The comparison report runs the same diagnostic suite on each candidate dataset, then aggregates the resulting metrics into a method scorecard and a short recommendation summary. It is intended for side-by-side evaluation of raw and harmonised outputs that share the same sample order, batch labels, and optional covariates.

The report reuses the same per-method diagnostic pipeline as the single cross-sectional workflow through the following helpers:

  • validate_comparison_datasets: checks that all methods are compatible.
  • _run_single_method_diagnostics: runs the full diagnostic suite.
  • summarise_method_performance: builds the comparison scorecard.
  • generate_comparison_advice: turns the scorecard into a recommendation.
  • _save_comparison_results: exports per-method CSV artifacts.

Parameters:

Name Type Description Default
datasets dict[str, ndarray]

Mapping of method name to data matrix (n_samples, n_features).

required
batch

Batch vector of length n_samples.

required
covariates

Optional covariate matrix (n_samples, n_covariates).

None
covariate_names

Optional covariate names.

None
save_data bool

Whether to save per-method per-test CSV outputs.

True
save_data_name str | None

Optional prefix to include in per-method saved CSV names.

None
feature_names

Optional feature names.

None
save_dir str | PathLike | None

Directory for report and CSV outputs.

None
report_name str | None

HTML report name.

None
scoring_config dict | None

Optional scoring configuration.

None
rep

Optional existing StatsReporter instance.

None
SaveArtifacts bool

Whether to save report artifacts.

False
show bool

Whether to show plots interactively.

False
timestamped_reports bool

Whether to timestamp the report filename.

True
covariate_types

Optional covariate type codes.

None
ratio_type str

Variance-ratio mode.

'rest'

Returns:

Name Type Description
StatsReporter StatsReporter

Report object containing method-wise diagnostics,

StatsReporter

side-by-side plots, scorecard, and advice.

Supporting helpers

The report uses a small set of helper utilities to validate inputs, run the diagnostics, and aggregate the results:

Validate and normalize the datasets used by the comparison report.

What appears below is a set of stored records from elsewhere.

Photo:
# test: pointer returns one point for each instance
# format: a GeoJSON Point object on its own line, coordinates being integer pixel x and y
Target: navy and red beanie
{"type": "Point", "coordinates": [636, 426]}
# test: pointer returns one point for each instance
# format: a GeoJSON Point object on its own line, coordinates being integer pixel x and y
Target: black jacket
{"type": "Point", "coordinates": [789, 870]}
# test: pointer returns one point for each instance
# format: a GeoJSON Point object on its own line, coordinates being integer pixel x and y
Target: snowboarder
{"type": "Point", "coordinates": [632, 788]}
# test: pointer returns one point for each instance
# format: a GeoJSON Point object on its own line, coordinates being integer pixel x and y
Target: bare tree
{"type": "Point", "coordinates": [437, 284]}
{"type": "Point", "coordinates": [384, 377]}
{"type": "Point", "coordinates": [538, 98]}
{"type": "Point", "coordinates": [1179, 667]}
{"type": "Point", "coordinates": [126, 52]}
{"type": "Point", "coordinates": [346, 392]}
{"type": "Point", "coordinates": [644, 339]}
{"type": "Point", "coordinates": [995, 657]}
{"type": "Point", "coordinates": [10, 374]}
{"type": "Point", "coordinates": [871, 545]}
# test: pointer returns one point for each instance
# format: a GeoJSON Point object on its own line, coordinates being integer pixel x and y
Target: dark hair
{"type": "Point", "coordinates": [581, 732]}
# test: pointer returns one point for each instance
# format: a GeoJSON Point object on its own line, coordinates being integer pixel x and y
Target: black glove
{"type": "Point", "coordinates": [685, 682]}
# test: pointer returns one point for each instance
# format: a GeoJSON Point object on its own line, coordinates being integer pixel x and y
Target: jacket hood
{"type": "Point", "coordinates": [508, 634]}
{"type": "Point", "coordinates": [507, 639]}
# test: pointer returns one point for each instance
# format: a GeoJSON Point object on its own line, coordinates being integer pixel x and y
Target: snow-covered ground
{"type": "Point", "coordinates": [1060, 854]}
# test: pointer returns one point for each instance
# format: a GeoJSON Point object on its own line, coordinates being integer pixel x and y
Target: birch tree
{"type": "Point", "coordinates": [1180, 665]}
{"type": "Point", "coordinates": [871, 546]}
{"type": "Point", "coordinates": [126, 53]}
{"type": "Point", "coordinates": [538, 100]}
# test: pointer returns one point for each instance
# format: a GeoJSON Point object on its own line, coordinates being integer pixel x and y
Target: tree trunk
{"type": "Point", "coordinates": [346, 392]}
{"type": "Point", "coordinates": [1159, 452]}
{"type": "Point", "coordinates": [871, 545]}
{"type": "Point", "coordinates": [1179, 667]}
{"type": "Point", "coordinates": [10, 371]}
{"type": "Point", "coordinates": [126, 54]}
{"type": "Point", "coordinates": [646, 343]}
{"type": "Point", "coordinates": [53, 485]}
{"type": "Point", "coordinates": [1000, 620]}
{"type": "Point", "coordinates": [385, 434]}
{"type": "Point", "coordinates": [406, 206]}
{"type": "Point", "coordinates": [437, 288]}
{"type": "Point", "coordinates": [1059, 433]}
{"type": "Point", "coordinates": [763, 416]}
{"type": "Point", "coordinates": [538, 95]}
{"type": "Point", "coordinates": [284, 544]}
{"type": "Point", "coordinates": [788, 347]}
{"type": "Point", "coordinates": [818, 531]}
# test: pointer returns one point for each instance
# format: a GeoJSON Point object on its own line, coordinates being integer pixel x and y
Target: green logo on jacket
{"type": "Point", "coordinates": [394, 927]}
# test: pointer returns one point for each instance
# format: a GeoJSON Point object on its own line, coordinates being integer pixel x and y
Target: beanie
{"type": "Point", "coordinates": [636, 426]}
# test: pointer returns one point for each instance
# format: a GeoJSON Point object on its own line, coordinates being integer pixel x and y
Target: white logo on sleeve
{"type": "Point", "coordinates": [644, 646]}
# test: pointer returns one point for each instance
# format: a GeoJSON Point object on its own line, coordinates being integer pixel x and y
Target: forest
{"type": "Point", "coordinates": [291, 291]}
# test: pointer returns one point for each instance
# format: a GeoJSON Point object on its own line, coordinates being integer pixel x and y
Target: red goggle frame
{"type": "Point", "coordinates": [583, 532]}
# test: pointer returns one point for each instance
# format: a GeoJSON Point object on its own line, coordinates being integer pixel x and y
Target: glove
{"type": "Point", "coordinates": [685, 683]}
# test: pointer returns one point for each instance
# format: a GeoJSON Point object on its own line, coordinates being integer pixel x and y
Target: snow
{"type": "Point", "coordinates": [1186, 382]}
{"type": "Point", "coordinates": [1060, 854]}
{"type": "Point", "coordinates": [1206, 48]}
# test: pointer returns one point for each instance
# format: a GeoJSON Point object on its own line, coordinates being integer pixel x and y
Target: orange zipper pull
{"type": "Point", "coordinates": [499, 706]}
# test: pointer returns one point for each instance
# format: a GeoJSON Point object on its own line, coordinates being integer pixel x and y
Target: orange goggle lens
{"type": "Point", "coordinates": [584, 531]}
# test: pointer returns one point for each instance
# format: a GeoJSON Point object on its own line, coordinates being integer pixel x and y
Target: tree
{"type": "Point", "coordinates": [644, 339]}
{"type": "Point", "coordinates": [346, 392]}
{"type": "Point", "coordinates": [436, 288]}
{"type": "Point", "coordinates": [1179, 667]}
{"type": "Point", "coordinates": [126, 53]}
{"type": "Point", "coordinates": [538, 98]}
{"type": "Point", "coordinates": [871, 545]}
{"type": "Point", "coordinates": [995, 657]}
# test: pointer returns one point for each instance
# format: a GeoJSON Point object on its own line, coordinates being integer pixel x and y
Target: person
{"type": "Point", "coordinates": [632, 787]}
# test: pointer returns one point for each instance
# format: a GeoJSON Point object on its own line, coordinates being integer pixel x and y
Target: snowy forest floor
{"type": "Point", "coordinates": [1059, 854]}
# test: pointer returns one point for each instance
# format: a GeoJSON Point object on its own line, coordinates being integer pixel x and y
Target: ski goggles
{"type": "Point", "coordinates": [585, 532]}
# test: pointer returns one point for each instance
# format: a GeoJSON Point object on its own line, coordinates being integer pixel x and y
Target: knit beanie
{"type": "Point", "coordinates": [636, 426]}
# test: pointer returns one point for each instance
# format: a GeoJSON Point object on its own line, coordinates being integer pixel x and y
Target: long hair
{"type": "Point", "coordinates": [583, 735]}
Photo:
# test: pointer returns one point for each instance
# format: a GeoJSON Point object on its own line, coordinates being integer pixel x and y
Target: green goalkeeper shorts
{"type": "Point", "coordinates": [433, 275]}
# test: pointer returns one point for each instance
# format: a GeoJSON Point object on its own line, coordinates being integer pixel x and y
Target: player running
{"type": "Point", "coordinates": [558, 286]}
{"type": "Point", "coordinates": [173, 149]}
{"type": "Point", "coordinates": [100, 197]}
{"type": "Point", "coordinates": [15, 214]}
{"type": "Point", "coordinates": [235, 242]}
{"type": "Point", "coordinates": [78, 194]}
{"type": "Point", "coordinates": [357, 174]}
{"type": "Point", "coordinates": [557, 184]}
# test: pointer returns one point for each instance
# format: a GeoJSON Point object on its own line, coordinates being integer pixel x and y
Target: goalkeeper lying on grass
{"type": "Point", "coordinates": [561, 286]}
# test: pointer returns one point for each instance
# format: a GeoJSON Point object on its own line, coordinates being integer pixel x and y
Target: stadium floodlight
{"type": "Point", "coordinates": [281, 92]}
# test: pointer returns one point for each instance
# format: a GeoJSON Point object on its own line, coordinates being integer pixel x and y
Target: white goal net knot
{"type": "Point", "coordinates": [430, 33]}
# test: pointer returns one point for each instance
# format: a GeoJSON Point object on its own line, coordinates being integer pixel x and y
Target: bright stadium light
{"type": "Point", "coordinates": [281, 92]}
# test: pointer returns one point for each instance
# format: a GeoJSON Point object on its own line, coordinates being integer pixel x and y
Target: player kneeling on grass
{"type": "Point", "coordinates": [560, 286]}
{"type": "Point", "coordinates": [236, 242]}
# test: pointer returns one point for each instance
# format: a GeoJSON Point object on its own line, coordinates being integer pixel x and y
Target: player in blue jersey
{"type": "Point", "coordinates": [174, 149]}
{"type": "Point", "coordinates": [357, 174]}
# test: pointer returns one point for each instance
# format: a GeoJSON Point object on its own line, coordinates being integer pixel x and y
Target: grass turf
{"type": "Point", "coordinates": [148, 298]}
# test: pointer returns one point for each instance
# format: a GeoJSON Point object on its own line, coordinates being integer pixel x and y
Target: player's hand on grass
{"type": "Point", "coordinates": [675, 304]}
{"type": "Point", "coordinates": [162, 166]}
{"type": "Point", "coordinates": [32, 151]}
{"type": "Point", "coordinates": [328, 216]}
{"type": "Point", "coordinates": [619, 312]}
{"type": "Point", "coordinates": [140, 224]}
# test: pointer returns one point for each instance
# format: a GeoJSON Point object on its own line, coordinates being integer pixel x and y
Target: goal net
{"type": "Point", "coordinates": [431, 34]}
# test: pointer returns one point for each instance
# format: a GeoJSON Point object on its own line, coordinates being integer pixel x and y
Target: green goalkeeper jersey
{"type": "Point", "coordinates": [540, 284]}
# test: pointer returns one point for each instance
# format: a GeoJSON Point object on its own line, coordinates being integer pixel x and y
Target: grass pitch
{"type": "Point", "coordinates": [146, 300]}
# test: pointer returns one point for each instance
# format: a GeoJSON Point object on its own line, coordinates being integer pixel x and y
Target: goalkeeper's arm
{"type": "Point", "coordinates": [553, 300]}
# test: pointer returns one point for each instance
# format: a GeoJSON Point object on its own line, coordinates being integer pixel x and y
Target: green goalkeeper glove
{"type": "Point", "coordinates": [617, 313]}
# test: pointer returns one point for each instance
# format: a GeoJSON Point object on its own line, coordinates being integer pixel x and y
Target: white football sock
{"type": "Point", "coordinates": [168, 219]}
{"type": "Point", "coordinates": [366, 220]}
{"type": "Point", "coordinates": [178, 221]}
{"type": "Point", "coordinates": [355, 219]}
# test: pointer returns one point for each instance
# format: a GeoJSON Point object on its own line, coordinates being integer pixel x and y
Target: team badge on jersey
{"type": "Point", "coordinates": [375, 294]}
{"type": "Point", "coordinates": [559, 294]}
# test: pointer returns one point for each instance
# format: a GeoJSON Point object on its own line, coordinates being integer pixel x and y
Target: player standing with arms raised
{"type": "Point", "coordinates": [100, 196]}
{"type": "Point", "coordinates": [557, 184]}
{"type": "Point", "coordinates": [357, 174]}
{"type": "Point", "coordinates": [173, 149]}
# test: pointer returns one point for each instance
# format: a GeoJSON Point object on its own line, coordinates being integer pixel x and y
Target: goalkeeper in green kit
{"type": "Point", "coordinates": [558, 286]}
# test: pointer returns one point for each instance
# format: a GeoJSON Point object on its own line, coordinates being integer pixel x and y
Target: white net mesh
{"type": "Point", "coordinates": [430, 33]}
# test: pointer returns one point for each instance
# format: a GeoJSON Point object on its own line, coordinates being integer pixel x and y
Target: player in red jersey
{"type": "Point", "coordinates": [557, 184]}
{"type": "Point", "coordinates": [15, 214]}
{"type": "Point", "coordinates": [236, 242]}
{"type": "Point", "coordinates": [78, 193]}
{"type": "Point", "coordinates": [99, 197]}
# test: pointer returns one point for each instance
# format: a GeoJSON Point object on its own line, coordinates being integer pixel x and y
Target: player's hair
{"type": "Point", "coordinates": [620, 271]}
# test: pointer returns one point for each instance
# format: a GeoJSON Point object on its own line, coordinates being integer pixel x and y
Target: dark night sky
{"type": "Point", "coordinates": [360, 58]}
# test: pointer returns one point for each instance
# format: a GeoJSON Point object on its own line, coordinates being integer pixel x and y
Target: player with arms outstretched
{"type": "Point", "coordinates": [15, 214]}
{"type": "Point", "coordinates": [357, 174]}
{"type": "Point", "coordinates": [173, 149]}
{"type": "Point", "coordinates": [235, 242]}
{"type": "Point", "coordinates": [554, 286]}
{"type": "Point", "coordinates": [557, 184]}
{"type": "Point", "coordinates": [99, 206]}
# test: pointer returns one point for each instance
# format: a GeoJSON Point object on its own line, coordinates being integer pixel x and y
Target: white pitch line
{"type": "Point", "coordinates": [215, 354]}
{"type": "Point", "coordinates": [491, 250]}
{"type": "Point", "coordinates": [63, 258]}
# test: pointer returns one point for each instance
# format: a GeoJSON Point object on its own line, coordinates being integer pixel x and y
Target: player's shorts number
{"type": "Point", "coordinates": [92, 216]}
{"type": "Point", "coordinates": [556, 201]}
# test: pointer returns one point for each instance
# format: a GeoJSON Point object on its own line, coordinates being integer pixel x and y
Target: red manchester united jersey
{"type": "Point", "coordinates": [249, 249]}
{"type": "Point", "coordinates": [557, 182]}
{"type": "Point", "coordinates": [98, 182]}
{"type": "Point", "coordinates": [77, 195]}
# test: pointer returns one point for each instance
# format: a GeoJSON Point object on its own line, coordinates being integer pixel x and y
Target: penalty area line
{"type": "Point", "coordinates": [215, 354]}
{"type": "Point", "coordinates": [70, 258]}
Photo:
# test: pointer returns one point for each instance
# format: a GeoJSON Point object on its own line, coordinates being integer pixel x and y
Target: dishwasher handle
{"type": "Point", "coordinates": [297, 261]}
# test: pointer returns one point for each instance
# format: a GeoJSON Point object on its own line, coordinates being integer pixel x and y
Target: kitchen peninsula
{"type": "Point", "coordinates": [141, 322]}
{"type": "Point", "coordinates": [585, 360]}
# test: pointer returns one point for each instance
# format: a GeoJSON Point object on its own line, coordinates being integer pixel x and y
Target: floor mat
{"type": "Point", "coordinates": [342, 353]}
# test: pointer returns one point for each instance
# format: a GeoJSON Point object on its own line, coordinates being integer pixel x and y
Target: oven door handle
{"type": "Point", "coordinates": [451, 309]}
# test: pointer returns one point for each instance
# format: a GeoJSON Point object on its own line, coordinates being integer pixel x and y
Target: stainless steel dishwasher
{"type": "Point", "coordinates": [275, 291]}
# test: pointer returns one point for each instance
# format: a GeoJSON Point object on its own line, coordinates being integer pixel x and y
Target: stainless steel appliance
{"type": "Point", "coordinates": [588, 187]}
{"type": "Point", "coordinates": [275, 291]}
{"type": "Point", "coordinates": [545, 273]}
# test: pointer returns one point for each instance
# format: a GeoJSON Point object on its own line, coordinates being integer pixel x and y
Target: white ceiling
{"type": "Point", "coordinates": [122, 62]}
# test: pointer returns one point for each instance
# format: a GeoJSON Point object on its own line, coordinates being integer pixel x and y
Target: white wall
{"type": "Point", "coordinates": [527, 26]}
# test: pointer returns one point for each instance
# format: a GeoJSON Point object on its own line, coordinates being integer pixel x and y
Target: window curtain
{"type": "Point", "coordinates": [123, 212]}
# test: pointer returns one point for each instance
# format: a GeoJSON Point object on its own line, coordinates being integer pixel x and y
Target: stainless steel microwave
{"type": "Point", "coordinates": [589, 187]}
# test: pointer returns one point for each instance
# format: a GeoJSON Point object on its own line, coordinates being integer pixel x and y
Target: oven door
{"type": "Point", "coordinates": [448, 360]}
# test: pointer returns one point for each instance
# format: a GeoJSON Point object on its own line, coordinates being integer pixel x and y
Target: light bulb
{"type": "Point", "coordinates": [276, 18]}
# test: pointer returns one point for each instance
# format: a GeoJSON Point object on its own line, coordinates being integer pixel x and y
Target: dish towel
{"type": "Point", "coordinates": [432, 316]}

The function enforces a non-empty mapping of method name to 2D data array, checks that every method has the same shape, and validates that batch, covariate, and feature-name dimensions are compatible with the data.

Execute the full diagnostic suite for one harmonisation method.

The function runs the same core tests used by the single-dataset report, captures any failures as strings in the result object, and returns the collected outputs for downstream comparison, plotting, and export.

Turn per-method diagnostics into a comparable scorecard.

The summary combines the extracted metrics into category-level scores for additive, multiplicative, linear-modelling, distributional, and PCA behaviour. Optional scoring configuration can reweight the metrics or mark specific metrics as higher-is-better.

Generate a short natural-language recommendation from the scorecard.

The advice selects the best overall method, identifies the strongest method for each diagnostic theme, and adds a short note when the diagnostics favor different methods in different domains.

Write all available per-method diagnostics to disk.

The helper mirrors the standard single-report export behavior, but prefixes files with the method name so the raw outputs from each harmonisation strategy stay separate inside the comparison report output directory.